The video, which was first posted on Trump’s social network TruthSocial by a QAnon believer, contains a slideshow of QAnon memes. The images indicate the beliefs of QAnon supporters that Democratic leaders worship the devil, cannibalism, and that Trump will soon execute or imprison them in Guantanamo Bay. Trump retweeted the video on his account on Thursday evening.
Trump’s promotion of the meme video is the latest move in his recent campaign to promote QAnon. The images feature Qunun’s slogans such as “Where do we go one, we all go”, and references to “The Tempest” – the moment Qunun’s believers believe Trump will imprison his enemies and begin a kind of fascist utopia. Other photos included an altered image of Trump holding a playing card with the word “Q” on it, and another showing Trump promising to confront “devil worshipers” and “little children.”

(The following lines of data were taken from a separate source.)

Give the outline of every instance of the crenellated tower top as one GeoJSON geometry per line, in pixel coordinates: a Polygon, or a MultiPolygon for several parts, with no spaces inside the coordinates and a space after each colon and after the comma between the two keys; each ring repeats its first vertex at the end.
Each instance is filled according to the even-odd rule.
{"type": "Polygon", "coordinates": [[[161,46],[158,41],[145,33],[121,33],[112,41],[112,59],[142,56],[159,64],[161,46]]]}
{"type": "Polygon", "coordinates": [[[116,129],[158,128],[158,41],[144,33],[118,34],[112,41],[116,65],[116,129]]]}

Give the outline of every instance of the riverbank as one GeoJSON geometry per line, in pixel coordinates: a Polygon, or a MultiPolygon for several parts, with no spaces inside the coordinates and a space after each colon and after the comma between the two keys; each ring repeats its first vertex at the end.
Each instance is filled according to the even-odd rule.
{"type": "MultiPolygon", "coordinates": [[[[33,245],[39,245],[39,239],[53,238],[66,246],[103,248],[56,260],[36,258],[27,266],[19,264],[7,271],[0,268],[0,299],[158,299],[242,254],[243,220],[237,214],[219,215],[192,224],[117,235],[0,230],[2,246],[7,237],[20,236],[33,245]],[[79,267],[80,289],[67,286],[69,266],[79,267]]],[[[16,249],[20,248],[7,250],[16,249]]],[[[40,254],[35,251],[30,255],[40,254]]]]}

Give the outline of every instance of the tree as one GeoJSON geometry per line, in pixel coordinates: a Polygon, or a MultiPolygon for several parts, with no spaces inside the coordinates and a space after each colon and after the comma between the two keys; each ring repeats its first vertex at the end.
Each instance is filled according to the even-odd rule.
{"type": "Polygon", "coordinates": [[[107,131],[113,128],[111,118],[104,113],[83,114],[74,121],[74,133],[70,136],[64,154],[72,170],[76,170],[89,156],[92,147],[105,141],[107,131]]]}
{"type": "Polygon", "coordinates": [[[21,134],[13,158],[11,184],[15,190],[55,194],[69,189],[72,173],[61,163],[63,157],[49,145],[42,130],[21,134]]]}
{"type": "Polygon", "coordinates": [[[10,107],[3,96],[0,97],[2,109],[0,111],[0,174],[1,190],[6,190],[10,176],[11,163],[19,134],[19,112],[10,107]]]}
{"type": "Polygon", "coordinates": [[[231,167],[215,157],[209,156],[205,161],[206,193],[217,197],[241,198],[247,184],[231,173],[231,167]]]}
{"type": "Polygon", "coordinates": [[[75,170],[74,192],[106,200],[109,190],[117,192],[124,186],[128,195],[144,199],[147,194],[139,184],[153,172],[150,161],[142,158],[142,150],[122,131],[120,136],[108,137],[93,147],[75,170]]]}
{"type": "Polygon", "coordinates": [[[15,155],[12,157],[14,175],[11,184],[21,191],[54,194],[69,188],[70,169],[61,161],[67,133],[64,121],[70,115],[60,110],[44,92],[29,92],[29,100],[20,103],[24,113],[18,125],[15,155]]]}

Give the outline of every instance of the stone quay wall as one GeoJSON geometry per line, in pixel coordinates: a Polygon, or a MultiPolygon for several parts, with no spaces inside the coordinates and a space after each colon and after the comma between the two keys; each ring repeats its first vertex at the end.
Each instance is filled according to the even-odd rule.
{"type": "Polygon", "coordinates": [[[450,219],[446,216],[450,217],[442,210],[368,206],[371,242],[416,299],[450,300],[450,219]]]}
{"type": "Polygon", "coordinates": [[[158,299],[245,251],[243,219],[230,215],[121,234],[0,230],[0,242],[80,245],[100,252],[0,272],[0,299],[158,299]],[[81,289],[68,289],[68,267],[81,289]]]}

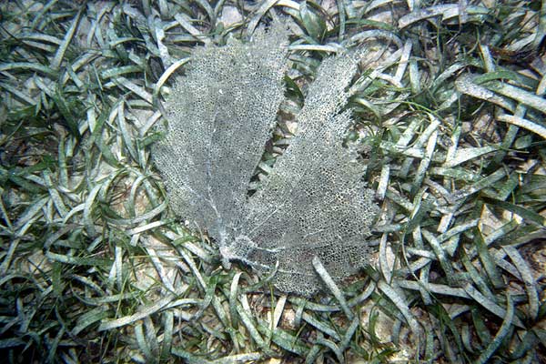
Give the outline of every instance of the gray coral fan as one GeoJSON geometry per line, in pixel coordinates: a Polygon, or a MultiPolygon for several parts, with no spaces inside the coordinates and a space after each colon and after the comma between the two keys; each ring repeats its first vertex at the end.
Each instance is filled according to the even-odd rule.
{"type": "Polygon", "coordinates": [[[349,56],[326,59],[297,116],[298,132],[248,197],[283,100],[288,35],[280,25],[252,40],[196,51],[167,102],[166,137],[153,148],[177,214],[207,228],[225,261],[269,274],[285,292],[311,295],[318,257],[340,280],[369,258],[378,213],[356,155],[343,147],[357,71],[349,56]]]}

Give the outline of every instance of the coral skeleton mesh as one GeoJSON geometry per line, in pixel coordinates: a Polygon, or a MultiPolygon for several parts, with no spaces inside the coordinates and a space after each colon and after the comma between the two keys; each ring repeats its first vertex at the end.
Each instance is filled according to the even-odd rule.
{"type": "Polygon", "coordinates": [[[357,156],[346,89],[354,56],[327,58],[297,116],[298,131],[252,196],[249,183],[283,101],[288,33],[274,23],[250,42],[197,48],[167,100],[166,137],[152,149],[174,211],[207,229],[225,262],[271,274],[281,291],[309,296],[318,257],[337,281],[368,263],[379,207],[357,156]]]}

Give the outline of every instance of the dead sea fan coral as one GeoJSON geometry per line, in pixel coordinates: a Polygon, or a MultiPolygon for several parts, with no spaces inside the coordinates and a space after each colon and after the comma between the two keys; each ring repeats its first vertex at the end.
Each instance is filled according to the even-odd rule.
{"type": "Polygon", "coordinates": [[[318,257],[337,280],[369,258],[378,207],[362,167],[343,147],[341,112],[353,56],[326,59],[297,116],[298,132],[263,186],[248,196],[283,100],[288,35],[277,24],[252,40],[196,51],[167,102],[166,137],[153,148],[177,214],[206,228],[225,261],[271,273],[286,292],[315,293],[318,257]]]}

The former president has become more public about his attempts to promote the conspiracy theory in recent weeks. Earlier this month, Trump posted an illustration of himself wearing a “Q” pin. At a Trump rally in Ohio last weekend, he talked about a song that sounded identical to a pro-QAnon song called “Wwg1wga,” despite Trump’s spokesman to reject That was the song.
Trump’s new outreach to QAnon believers comes just weeks after the latest murder allegedly inspired by the movement, which the FBI has designated as a possible source of domestic terrorism. On September 11, a Michigan man killed his wife and seriously wounded his adult daughter with a rifle before she was shot by police himself. The man’s other daughter blamed the accident on her father’s belief in a law.
A Trump spokesman did not respond to a request for comment.
Trump’s new video also included references to punishing “acts of treason” illustrated by the skull logo of the superhero “The Punisher” – a favorite of QAnon believers – and an image of a book on military criminal law, alluding to QAnon’s idea that top Democrats and celebrities would face military courts.
One of the photos shows Trump protecting a crying child, an apparent reference to QAnon’s notion that Democrats are sexually torturing children and drinking their blood.
“Pain is coming!” Read the text attached to the image. “You should have stayed away from the children.”
The image includes the hashtag “Save Our Children”, a reference to the QAnon branch movement from 2020.
QAnon leaders viewed Trump’s reposting of the video Thursday as a recruiting opportunity, citing Trump’s support as evidence that QAnon conspiracy theories are real. On TruthSocial, Q supporter Lisa May Crowley wrote that Trump’s post was a “huge hat tip” for QAnon supporters and a “big middle finger for fake news.” Another prominent QAnon account described the video as evidence that “a storm is coming”.
Another pro-QAnon user on TruthSocial used Trump’s video as an opportunity to indoctrinate more key Trump supporters in the movement, writing that it was “never too late to get on board.”
“You have a lot to catch up,” they wrote. “We would like to show you as much as we can.”